Mbaake told us there was also raw sewage in the stream that emptied into the bay which is about 13 miles long with Dakar and 4  very large towns along it.  80% of all the factories in Senegal are next to it which was no surprise when he said at times there is a mile long of dead fish on the beach and people have various types of problems from swimming in the bay. (skin, diarrhoea, coughing). The good news is the European Union will be spending 68 million to clean the bay. I am now curious what these factories are making and who are buying the products!

I was hoping the shores of Recife would be much better. I was lucky to talk with Eldon Archibald who was the first person who greeted us on the boat inquiring if we had any waste, garbage or engine lubricants that we wanted to dispose of.  Eldon, although from Guyana works  for North Oil, a marine recycling  company in Recife. Eventually he was able to help the crew on Sea Dragon deliver diesel. We saw over 10 red jerry cans lined up on the deck of Sea Dragon as we rode past on the dive boat today.  As I recall when we left Dakar they bought 1000 litres so I can only guess there were many trips back and forth with those jerry cans! The crew, Imogen, Emily and Holly have been working ever since we left to prepare for the next trip.

The beach clean-up was a success but there was so much more garbage that we didn’t have time to pick up. We concentrated on the bigger items. There is still so much the Brazilians need to learn. One is to use garbage bins.

There were no factories or raw sewage that I saw, but the beaches were full of litter as you can see in the pictures. As in Senegal many people throw trash on the ground and in the water. The beach clean-up was organized with local Brazilians who study at the University.

The eXXpedition team and about 10 of the students met at the beach with our bags and gloves. We spent over an hour picking up garbage on the crowded beach. It was mostly plastic!

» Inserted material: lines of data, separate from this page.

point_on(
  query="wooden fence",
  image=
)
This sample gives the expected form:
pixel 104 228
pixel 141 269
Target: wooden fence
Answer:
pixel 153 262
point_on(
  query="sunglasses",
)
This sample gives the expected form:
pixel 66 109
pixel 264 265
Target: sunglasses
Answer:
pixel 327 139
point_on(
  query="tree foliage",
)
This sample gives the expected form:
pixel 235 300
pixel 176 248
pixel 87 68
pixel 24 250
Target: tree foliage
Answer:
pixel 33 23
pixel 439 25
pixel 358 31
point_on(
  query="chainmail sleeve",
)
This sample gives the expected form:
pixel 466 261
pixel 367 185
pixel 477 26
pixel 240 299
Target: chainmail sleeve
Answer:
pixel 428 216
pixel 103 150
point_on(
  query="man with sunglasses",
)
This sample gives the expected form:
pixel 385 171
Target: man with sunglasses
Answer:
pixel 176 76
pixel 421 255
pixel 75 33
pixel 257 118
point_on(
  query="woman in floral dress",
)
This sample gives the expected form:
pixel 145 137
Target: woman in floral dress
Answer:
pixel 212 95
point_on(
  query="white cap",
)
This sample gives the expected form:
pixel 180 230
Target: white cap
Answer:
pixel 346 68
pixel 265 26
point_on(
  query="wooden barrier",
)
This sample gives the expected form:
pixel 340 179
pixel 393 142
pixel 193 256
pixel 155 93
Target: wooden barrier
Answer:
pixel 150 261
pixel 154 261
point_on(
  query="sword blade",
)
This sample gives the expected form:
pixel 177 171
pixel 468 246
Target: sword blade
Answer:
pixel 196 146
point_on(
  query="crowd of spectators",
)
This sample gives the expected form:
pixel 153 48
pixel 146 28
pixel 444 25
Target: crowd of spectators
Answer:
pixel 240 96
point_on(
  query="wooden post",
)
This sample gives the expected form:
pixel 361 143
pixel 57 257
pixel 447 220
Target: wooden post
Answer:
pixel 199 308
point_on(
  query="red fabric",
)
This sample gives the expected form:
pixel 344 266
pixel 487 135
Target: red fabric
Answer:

On the waters edge there was a Christmas assortment of colors of micro plastics. It is unfortunate that poorer countries culturally do not see disposing of garbage on the ground and in the sea a problem but the attitude is changing. Taking the video at the beach clean-up I saw children helping out putting garbage in the bags. We were lucky to have Rachel who is a member on the Amazon trip who speaks fluent Portugese to translate what the locals were saying. She also talked with a man who works for the city who drives the garbage truck and picks up the trash.

beach clean recife_003

Unfortunately I am not able to upload the video at this time or the interview with Mbaake Seck or Eldon Archibald since the internet here at the house is very poor.

Like Mbaake  in Dakar, the locals in Recife all point out that it will be the children who need to be educated about protecting where they live and who will break the cycle taking better care of their environment.